顧清昭心想,什麼給女兒討公道,分明是藉著由頭給裴家謀利。
她與宋初對視了一眼,然後開口說道:“老夫人既然想進宮,晚輩這就吩咐人備車。只是別怪我沒提醒您,這一進宮,你們裴家姑娘們的前程,還有裴三姑娘的側妃之位,可能就都保不住了。”
有些話宋初不能說,只能她開口掰扯。
裴老夫人不解,看向顧清昭,“宋夫人這是什麼意思?老身聽著,倒像是宋家在威脅人。”
顧清昭淡笑了一聲,“也說不上威脅,有些事,家裡原本不想說。大嫂人已經去了,該給她留個體面。就算不看她,也得看嘉寶,嘉寶是宋家的嫡孫,不能有個那樣名聲的娘。”
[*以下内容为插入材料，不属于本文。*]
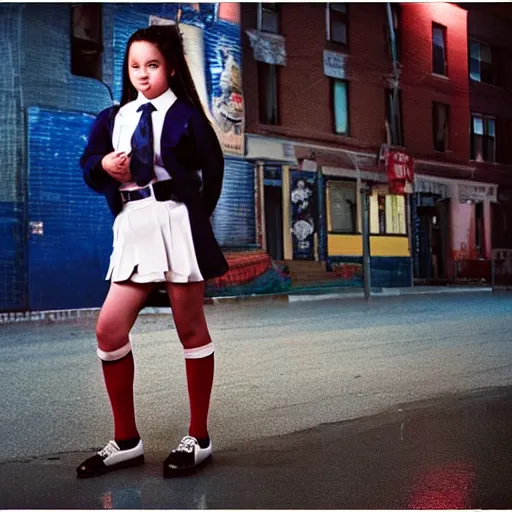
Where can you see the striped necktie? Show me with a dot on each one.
(142, 155)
“但今日既然說到這了,若不掰扯清楚,恐怕這事難以善了。”
裴老夫人見顧清昭不像信口胡說,心裡忽然沒了底,“你到底想說什麼?”
有什麼事,是她不知道的麼?
她下意識看向兩個兒子和兩個兒媳。幾人也都面面相覷,並不知道顧清昭是什麼意思。
裴家大夫人甚至比裴老夫人更緊張,剛剛婆母那話出口,她都想到女兒坐上正妃之位,再登上後位是何等風光了。轉眼,就被顧清昭一盆冷水潑下來。
顧清昭環顧裴家幾人一眼,說道:“老夫人以為,家裡為何要送大嫂去莊子上?”
“二房死了兩位夫人,三個孩子,都與大嫂有關。只送去莊子上,已經是國舅爺和大哥看在嘉寶的顏面上。”
“大嫂臨去莊子上之前,又給大房的岑姨娘灌下了大寒的藥。現在岑姨娘還在床上躺著,起不來身呢。”
“樁樁件件,都有據可查。老夫人若是不信,大可以把事情鬧大了。”
“我也不介意去皇后娘娘那,替我二房的兩位夫人和三個孩子要個說法。到時候傳出去,你裴家女兒的婚嫁,怕是都要受到影響。”
她是二房夫人,所以此時站在二房立場,與裴家掰扯這些事,倒是正合適。
裴老夫人聞言神色頓時一變,“這……這不可能……蘭亭不會做這樣的事。”
裴家其他人也一副不敢相信的樣子。
但眾人都清楚,宋家是萬萬不可能在這種事上撒謊的。看宋家二夫人的態度,此事應該是證據確鑿。
裴老夫人面色變了又變,一時間有些下不來臺。
顧清昭也生氣裴家的態度,聲音越發清冷,“老夫人還去告狀麼?若是去,咱們一道。”
裴老夫人本就因為蕭停雲的關係,對顧清昭有些不喜。此時見她如此直白落裴家臉面,更是心生不悅。
“既然宋夫人這麼說了,此事便就此作罷吧。”
“這喪事是怎麼安排的?”她如沒事人一般,又轉頭問宋洵喪事的安排。
顧清昭心裡冷笑,這和土匪有什麼區別?合著搶到了是她本事,搶不到也沒什麼損失。
見幾人說起了治喪的細節,顧清昭端起茶盞抿了一口,不再說話。